Thanks for posting your solution!
It is really important that you make sure none of the debian ruby or ruby-rvm packages are installed before following these steps.
If they were make sure to uninstall them all with the apt-get --purge option. sudo apt-get remove ruby-rvm --purge
If you do not do this then the configuration file from the broken version included in the deb package will cause rvm to fail.

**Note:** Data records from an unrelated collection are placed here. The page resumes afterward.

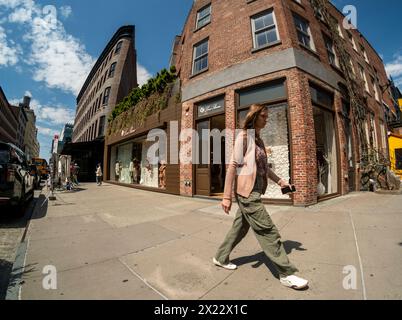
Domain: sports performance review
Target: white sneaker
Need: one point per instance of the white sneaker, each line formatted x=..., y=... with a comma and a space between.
x=294, y=282
x=229, y=266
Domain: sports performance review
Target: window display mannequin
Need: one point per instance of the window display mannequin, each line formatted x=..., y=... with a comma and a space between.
x=117, y=170
x=137, y=171
x=131, y=169
x=162, y=175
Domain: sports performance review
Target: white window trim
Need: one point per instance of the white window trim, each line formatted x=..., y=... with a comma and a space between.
x=203, y=55
x=254, y=31
x=312, y=44
x=198, y=16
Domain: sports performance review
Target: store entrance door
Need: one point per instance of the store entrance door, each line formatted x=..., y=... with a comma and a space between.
x=210, y=175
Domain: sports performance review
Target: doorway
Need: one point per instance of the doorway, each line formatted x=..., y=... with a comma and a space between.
x=210, y=172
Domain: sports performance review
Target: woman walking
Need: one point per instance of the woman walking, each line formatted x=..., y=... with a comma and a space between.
x=249, y=169
x=99, y=175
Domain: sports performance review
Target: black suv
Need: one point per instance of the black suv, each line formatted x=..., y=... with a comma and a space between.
x=16, y=181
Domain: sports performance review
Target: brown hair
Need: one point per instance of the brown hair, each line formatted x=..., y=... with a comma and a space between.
x=252, y=115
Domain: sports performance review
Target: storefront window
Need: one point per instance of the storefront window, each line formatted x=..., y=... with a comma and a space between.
x=327, y=164
x=130, y=165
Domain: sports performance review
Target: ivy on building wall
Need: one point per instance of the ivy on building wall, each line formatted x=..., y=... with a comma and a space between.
x=154, y=85
x=143, y=101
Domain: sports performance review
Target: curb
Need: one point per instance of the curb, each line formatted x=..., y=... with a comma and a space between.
x=15, y=283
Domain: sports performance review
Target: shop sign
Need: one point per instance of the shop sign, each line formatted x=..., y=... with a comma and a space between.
x=210, y=108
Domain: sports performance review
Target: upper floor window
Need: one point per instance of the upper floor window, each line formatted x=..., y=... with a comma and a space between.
x=112, y=70
x=264, y=29
x=364, y=53
x=374, y=82
x=303, y=32
x=352, y=40
x=203, y=16
x=329, y=44
x=351, y=66
x=364, y=78
x=106, y=96
x=118, y=47
x=200, y=56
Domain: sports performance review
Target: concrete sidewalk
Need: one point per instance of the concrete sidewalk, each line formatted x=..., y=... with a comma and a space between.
x=113, y=242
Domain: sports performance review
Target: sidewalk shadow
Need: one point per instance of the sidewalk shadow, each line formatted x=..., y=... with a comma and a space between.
x=261, y=258
x=10, y=277
x=5, y=270
x=41, y=208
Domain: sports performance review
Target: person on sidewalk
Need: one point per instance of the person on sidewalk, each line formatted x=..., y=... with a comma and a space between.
x=99, y=174
x=249, y=169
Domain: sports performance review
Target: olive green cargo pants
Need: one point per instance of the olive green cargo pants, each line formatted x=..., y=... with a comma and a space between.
x=252, y=213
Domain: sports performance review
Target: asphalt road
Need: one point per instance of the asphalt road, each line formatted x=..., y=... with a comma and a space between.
x=11, y=232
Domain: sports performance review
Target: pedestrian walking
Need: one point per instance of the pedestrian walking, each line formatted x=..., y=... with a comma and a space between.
x=249, y=169
x=99, y=175
x=76, y=171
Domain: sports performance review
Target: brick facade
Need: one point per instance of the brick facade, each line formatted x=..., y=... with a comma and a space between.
x=230, y=39
x=90, y=107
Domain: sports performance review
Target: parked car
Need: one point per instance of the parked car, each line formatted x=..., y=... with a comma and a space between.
x=42, y=166
x=16, y=181
x=35, y=173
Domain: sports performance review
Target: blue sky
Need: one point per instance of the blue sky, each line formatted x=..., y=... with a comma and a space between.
x=47, y=48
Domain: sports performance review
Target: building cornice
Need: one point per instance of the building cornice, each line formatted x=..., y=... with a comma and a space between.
x=123, y=32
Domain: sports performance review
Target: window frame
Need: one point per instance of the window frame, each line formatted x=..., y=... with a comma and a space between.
x=112, y=69
x=307, y=34
x=264, y=29
x=119, y=45
x=106, y=96
x=209, y=15
x=202, y=56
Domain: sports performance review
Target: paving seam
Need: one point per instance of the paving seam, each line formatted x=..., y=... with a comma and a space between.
x=360, y=259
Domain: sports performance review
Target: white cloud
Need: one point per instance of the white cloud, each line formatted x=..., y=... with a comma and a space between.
x=66, y=11
x=56, y=57
x=142, y=75
x=8, y=53
x=53, y=115
x=394, y=69
x=21, y=15
x=46, y=131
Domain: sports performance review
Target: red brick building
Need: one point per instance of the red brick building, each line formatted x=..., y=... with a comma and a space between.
x=8, y=121
x=280, y=53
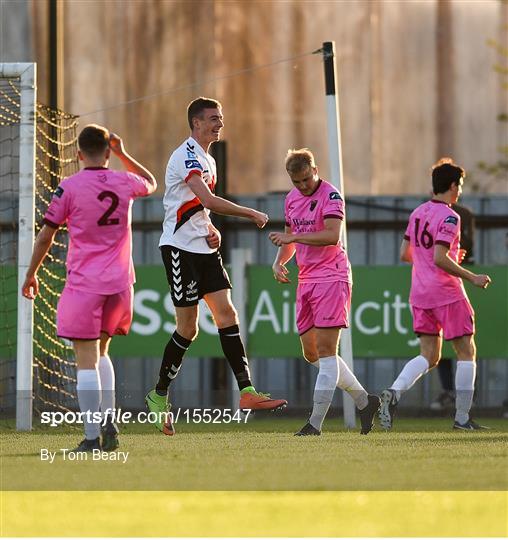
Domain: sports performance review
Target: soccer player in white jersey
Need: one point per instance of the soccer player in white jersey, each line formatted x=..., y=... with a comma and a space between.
x=97, y=299
x=189, y=247
x=439, y=303
x=314, y=211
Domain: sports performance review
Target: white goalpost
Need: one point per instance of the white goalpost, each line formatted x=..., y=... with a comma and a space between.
x=38, y=149
x=26, y=74
x=337, y=179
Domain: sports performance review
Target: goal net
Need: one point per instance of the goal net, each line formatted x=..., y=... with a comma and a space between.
x=38, y=149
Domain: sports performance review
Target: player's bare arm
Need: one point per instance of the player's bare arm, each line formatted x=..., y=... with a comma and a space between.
x=117, y=147
x=284, y=254
x=42, y=245
x=223, y=206
x=443, y=260
x=405, y=251
x=329, y=236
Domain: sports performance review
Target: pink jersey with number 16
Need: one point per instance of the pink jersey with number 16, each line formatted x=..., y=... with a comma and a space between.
x=433, y=222
x=96, y=204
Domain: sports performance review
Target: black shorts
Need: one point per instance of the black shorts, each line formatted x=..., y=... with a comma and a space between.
x=192, y=275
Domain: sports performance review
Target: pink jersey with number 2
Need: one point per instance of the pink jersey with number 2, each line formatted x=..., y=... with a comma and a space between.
x=96, y=204
x=433, y=222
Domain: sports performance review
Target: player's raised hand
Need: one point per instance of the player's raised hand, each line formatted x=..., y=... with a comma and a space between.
x=259, y=218
x=460, y=255
x=116, y=144
x=481, y=280
x=279, y=239
x=30, y=288
x=280, y=273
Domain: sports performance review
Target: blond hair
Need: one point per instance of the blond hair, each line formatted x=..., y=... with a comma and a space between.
x=299, y=160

Just to let you know, I was going through this tutorial and noticed a typo in one of the commands. In the last command of step 1, you don’t need rvm or sudo for that command. It’s just installing packages from apt-get.
Hey,
For system libraries its best to install them as root and then install RVM under a specific user so that there isn’t an overlap with the system ruby binary which a lot of other applications such as puppet may depend on.
Thanks
Oh ok, I understand now. I’m just setting up a test server anyways (on the 24-hour trial). When I setup the actual production server, I’ll be sure to install rvm under a separate user.